The number of rare, life-threatening brain abscesses in children more than tripled in Southern Nevada in 2022, and hospitals in other parts of the country also reported unusual spikes. Two doctors interviewed by The Defender explained how the timing suggests COVID-19 vaccines could be a factor.
The number of rare, life-threatening brain abscesses in children more than tripled in Southern Nevada in 2022, triggering an investigation by the Centers for Disease Control and Prevention (CDC), which last week issued a report confirming the increase and calling for additional research to identify risk factors.
Doctors in other parts of the country similarly observed a spike in the number of cases in children since 2021, according to an NBC News report.
“In my 20 years’ experience, I’ve never seen anything like it,” Dr. Taryn Bragg told CNN. Bragg, an associate professor at the University of Utah, the only pediatric neurosurgeon in Nevada and the first to notice the spike, reported it to the CDC.
“After March of 2022, there was just a huge increase,” in brain abscesses, Bragg said. “I was seeing large numbers of cases and that’s unusual. And the similarities in terms of the presentation of cases was striking,” Bragg said.
Some media reports pointed to lowered immunity due to lockdowns during the pandemic as a possible explanation for the increase in cases. And two physicians who spoke with The Defender suggested COVID-19 vaccines could be a factor — but to date, there is no official explanation for the spike.

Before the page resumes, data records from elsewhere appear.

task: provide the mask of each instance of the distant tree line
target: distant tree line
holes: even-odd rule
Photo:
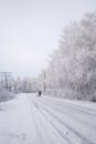
[[[36,79],[11,80],[15,92],[96,101],[96,12],[65,27],[49,66]],[[1,81],[1,85],[3,82]],[[0,86],[1,86],[0,85]]]
[[[36,81],[46,94],[96,101],[96,12],[63,29],[58,49]]]

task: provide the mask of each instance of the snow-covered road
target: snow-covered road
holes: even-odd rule
[[[20,94],[0,103],[0,144],[96,144],[96,105]]]

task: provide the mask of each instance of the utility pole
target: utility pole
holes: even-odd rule
[[[45,89],[46,89],[46,85],[45,85],[45,81],[46,81],[46,72],[45,72],[45,71],[43,72],[43,75],[44,75],[44,92],[45,92]]]
[[[11,76],[11,72],[0,72],[0,76],[4,78],[6,89],[8,90],[10,88],[9,83],[8,83],[8,78]]]

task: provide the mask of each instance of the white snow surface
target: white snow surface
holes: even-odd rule
[[[0,103],[0,144],[96,144],[96,104],[18,94]]]

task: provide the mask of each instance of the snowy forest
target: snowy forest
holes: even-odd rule
[[[12,80],[17,92],[96,101],[96,12],[86,13],[62,31],[49,66],[35,78]]]

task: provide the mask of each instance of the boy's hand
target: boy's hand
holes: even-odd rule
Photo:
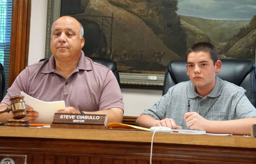
[[[156,121],[156,126],[165,126],[170,128],[173,129],[182,129],[181,126],[176,125],[175,121],[171,118],[165,118]]]
[[[208,122],[210,121],[195,112],[186,113],[184,115],[184,120],[190,129],[200,131],[206,130]]]

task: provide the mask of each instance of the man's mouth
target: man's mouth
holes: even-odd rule
[[[67,47],[64,46],[60,46],[57,47],[57,48],[68,48]]]

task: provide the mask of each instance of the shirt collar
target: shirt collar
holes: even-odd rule
[[[51,55],[47,62],[45,66],[42,69],[42,73],[49,73],[52,72],[55,72],[56,70],[55,69],[55,59],[53,55]],[[77,68],[78,69],[85,70],[91,70],[92,69],[91,62],[92,62],[91,59],[90,58],[85,57],[85,54],[82,50],[81,51],[81,56],[79,58]]]
[[[221,88],[224,84],[223,80],[216,76],[216,83],[213,90],[206,96],[215,98],[221,95]],[[189,89],[188,97],[189,98],[195,98],[197,96],[201,97],[197,93],[195,86],[191,82],[191,86]]]

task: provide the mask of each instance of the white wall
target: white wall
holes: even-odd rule
[[[45,58],[47,1],[32,0],[28,65]]]
[[[47,1],[32,0],[28,64],[45,57]],[[122,88],[125,104],[124,115],[138,116],[162,96],[161,90]]]

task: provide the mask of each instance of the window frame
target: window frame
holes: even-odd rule
[[[31,0],[13,0],[8,87],[27,66],[31,6]]]

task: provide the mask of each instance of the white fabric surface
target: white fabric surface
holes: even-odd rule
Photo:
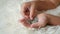
[[[23,27],[18,22],[22,3],[22,0],[0,0],[0,34],[60,34],[60,26],[46,26],[39,30]],[[60,7],[47,12],[59,16]]]

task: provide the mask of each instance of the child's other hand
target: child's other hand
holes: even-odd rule
[[[38,22],[31,24],[31,28],[41,28],[47,25],[48,21],[45,14],[39,14],[37,18],[38,18]]]
[[[22,5],[21,13],[24,17],[33,19],[39,13],[38,11],[56,8],[58,4],[58,0],[39,0],[26,2]]]

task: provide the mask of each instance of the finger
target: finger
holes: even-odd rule
[[[31,25],[31,28],[39,28],[39,25],[37,23],[34,23]]]
[[[30,19],[33,19],[35,16],[35,5],[32,5],[30,8]]]
[[[30,27],[30,24],[29,24],[25,19],[21,19],[21,23],[22,23],[25,27]]]

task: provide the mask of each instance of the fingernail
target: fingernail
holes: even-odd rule
[[[32,18],[32,17],[31,17],[30,19],[31,19],[31,20],[33,20],[33,18]]]

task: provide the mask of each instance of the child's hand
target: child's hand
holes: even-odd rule
[[[20,23],[23,24],[25,27],[30,28],[31,24],[27,20],[28,19],[26,19],[26,18],[20,19]]]
[[[37,18],[38,18],[38,22],[31,24],[31,28],[41,28],[47,25],[48,20],[45,14],[39,14]]]
[[[39,0],[27,2],[22,5],[21,13],[24,17],[33,19],[39,13],[38,11],[53,9],[56,8],[58,5],[58,0]]]

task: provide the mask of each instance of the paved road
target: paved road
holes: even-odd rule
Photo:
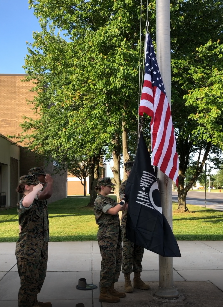
[[[177,192],[172,192],[173,200],[177,201]],[[206,192],[206,206],[207,208],[223,211],[223,193]],[[191,205],[205,206],[204,192],[189,191],[186,199],[186,203]]]

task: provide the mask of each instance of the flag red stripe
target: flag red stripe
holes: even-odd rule
[[[151,117],[152,162],[177,185],[179,168],[174,129],[169,105],[149,34],[146,41],[145,74],[139,109],[139,115]]]

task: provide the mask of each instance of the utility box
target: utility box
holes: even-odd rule
[[[0,192],[0,207],[5,207],[6,204],[6,195],[5,192]]]

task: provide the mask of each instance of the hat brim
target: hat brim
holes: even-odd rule
[[[93,290],[98,287],[95,285],[93,285],[93,284],[86,284],[85,287],[80,287],[78,285],[77,285],[76,288],[78,290]]]

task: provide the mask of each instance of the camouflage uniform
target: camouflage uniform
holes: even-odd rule
[[[111,186],[110,178],[102,178],[98,185]],[[121,266],[121,237],[118,214],[107,213],[117,203],[110,197],[99,194],[95,201],[94,212],[98,225],[97,238],[102,256],[100,285],[108,288],[118,280]]]
[[[26,175],[20,183],[40,183],[36,175]],[[16,243],[15,255],[20,278],[19,307],[32,306],[45,279],[48,256],[49,233],[47,207],[37,195],[29,207],[22,205],[24,197],[17,204],[21,232]]]
[[[124,164],[126,170],[130,171],[133,165],[133,161]],[[127,180],[122,182],[119,191],[119,197],[124,197],[124,191]],[[122,211],[121,220],[121,238],[122,240],[122,271],[125,274],[131,274],[132,272],[142,272],[142,261],[144,248],[134,244],[125,237],[125,229],[127,220],[127,210]]]
[[[46,176],[46,174],[44,171],[44,169],[43,166],[37,166],[35,167],[33,167],[31,169],[29,169],[28,170],[28,174],[29,175],[33,175],[36,174],[37,176],[39,175],[43,175],[44,176]],[[44,203],[44,205],[46,206],[47,208],[47,201],[46,199],[44,199],[43,200],[42,200]],[[48,225],[49,225],[49,219],[48,218],[48,212],[47,212],[47,219],[48,220]],[[48,230],[49,231],[49,230]],[[45,251],[44,250],[43,250],[43,252],[46,251]],[[48,253],[48,249],[47,249],[47,253]],[[47,258],[46,259],[46,262],[45,260],[45,257],[43,257],[41,258],[41,260],[40,260],[40,263],[39,265],[39,279],[38,284],[38,286],[37,287],[37,294],[39,293],[40,292],[40,290],[41,290],[41,288],[42,287],[43,284],[43,282],[44,281],[44,279],[45,279],[45,278],[46,277],[46,264],[47,264]]]

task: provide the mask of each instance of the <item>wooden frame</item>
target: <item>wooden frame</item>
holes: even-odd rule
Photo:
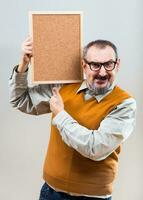
[[[31,11],[29,15],[32,82],[81,82],[82,12]]]

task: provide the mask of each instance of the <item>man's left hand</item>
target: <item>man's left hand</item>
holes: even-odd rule
[[[59,89],[54,87],[53,90],[53,96],[50,99],[50,109],[54,115],[57,115],[59,112],[64,110],[64,103],[62,100],[62,97],[59,93]]]

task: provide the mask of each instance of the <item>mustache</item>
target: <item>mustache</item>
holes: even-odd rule
[[[108,75],[106,75],[106,76],[97,75],[94,78],[98,79],[98,80],[101,80],[101,81],[104,81],[104,80],[107,80],[109,78],[109,76]]]

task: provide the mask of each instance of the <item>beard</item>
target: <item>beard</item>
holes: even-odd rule
[[[94,77],[94,80],[99,80],[99,81],[104,81],[104,80],[109,80],[109,76],[100,76],[100,75],[96,75]],[[86,83],[87,83],[87,87],[89,90],[91,90],[94,94],[96,95],[100,95],[100,94],[105,94],[106,92],[109,91],[111,84],[107,84],[105,87],[96,87],[96,83],[89,83],[86,79]]]

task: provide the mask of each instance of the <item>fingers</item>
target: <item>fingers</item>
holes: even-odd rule
[[[22,43],[22,53],[25,54],[29,54],[30,56],[32,56],[32,50],[33,50],[33,41],[31,37],[27,37],[24,42]]]
[[[57,88],[57,87],[53,87],[52,92],[53,92],[54,96],[59,96],[60,95],[59,94],[59,88]]]

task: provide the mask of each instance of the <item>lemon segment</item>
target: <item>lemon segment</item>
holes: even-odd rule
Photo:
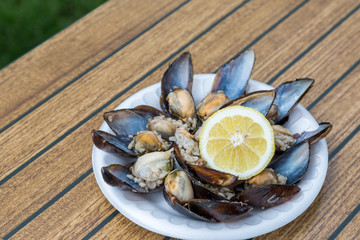
[[[248,179],[260,173],[274,156],[274,132],[258,111],[231,106],[203,124],[199,148],[209,167]]]

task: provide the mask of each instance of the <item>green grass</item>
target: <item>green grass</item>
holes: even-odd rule
[[[106,0],[0,0],[0,68]]]

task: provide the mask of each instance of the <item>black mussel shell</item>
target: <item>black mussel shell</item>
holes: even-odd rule
[[[111,130],[119,136],[135,136],[138,132],[147,130],[147,120],[129,109],[106,112],[104,119]]]
[[[189,217],[210,222],[234,220],[252,209],[246,203],[226,200],[192,199],[180,203],[166,191],[164,191],[164,197],[174,210]]]
[[[274,120],[275,123],[283,122],[283,119],[294,109],[313,83],[314,79],[301,78],[282,83],[276,88],[274,104],[278,107],[279,115]]]
[[[332,124],[329,122],[319,123],[319,127],[310,132],[303,132],[302,134],[294,135],[296,143],[301,143],[303,141],[309,141],[310,144],[315,144],[324,137],[326,137],[332,129]]]
[[[240,97],[245,92],[254,61],[255,54],[250,49],[225,64],[216,73],[211,92],[223,91],[230,100]]]
[[[274,102],[275,95],[275,90],[252,92],[226,103],[221,108],[239,105],[253,108],[266,116]]]
[[[308,141],[296,144],[271,163],[276,174],[287,177],[287,184],[291,185],[300,181],[307,171],[310,160],[310,145]]]
[[[300,190],[296,185],[271,184],[246,190],[236,199],[254,208],[270,208],[293,199]]]
[[[124,139],[100,130],[92,130],[91,135],[95,146],[105,152],[124,157],[136,156],[136,153],[128,148],[131,139],[127,136]]]
[[[170,64],[169,68],[163,75],[161,81],[161,96],[160,106],[161,109],[168,115],[169,105],[166,101],[166,97],[175,88],[182,88],[188,90],[191,93],[193,84],[193,65],[191,61],[191,54],[185,52],[181,54],[173,63]]]

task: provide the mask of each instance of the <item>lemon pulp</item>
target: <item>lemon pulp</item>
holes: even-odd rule
[[[231,106],[210,116],[200,132],[200,154],[209,167],[248,179],[274,155],[274,133],[258,111]]]

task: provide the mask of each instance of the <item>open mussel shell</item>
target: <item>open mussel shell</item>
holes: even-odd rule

Colds, sinus infections preceded brain abscesses in most cases
The CDC reported that in 2022, there were 18 cases of intracranial abscesses reported in Clark County, Nevada, up from an average of four cases per year from 2015-2021.
Most of the children in Nevada presented with colds or sinus infections that quickly progressed to abscesses forming in the brain, according to the CDC report.
A majority of the kids also showed the presence of the bacteria Streptococcus intermedius, which is commonly found in the oral and respiratory cavity, Bragg told Fox news.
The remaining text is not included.